Is there a way to set tls to v1 instead of using tls min v1.2? i have devices that cannot at the moment go to tls v1.2 so the connection broke after the openvpn upgrade
OpenVPN server was updated to have the default of tls-version-min=1.2 in Core Update 149 (Aug 2020).
TLSv1.0 and v1.1 are no longer considered secure. Searches will find lots of mentions of the various security vulnerabilities that v1.0 is exposed to.
I understand that, but as i have 40 deployed devices at 120 dollars each, its a bit of a problem just to replace them off the bat. And if i do replace them how long before that manufacturer also stops supporting the new protocols…
Its a bit of a rock and a hard place issue for me
I would have expected/hoped that the vendor would have provided an update process for the firmware, especially if you bought that quantity and price.

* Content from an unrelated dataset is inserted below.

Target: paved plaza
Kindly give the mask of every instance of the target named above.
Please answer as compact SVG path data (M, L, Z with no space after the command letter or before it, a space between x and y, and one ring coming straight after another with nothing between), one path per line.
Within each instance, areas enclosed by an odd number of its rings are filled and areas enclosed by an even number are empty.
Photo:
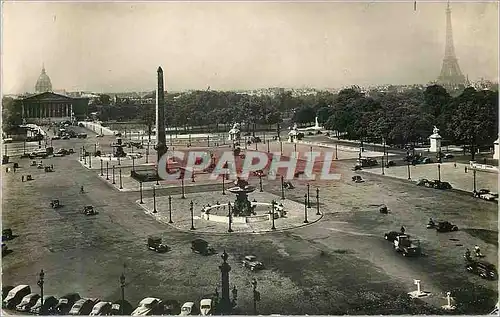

If your vendor has OpenVPN connectivity that can not negotiate higher than TLSv1.0 then it must be using a very old client as well, from around 2014 with a version earlier than 2.3.3
Hopefully it is not using one of the old weak/insecure encryption algorithms for the data, such as BlowFish which was the default at that time, otherwise both your Channel and Data communications have security weaknesses.
The only option you have is to then edit the tls-version-min value from 1.2 to 1.0 in the server config file
/var/ipfire/ovpn/server.conf
However, you will need to repeat this if a Core Update is carried out and also if the Save button is pressed on the OpenVPN WUI page.
1 Like
Luckily no. It supports all the encryption protocols so those are fine, but I think their openvpn client is a version from 2017. They did say that it was compatible with TLS 1.2 but upon further investigation I think they realised they implemented it incorrectly so only v1 is possible.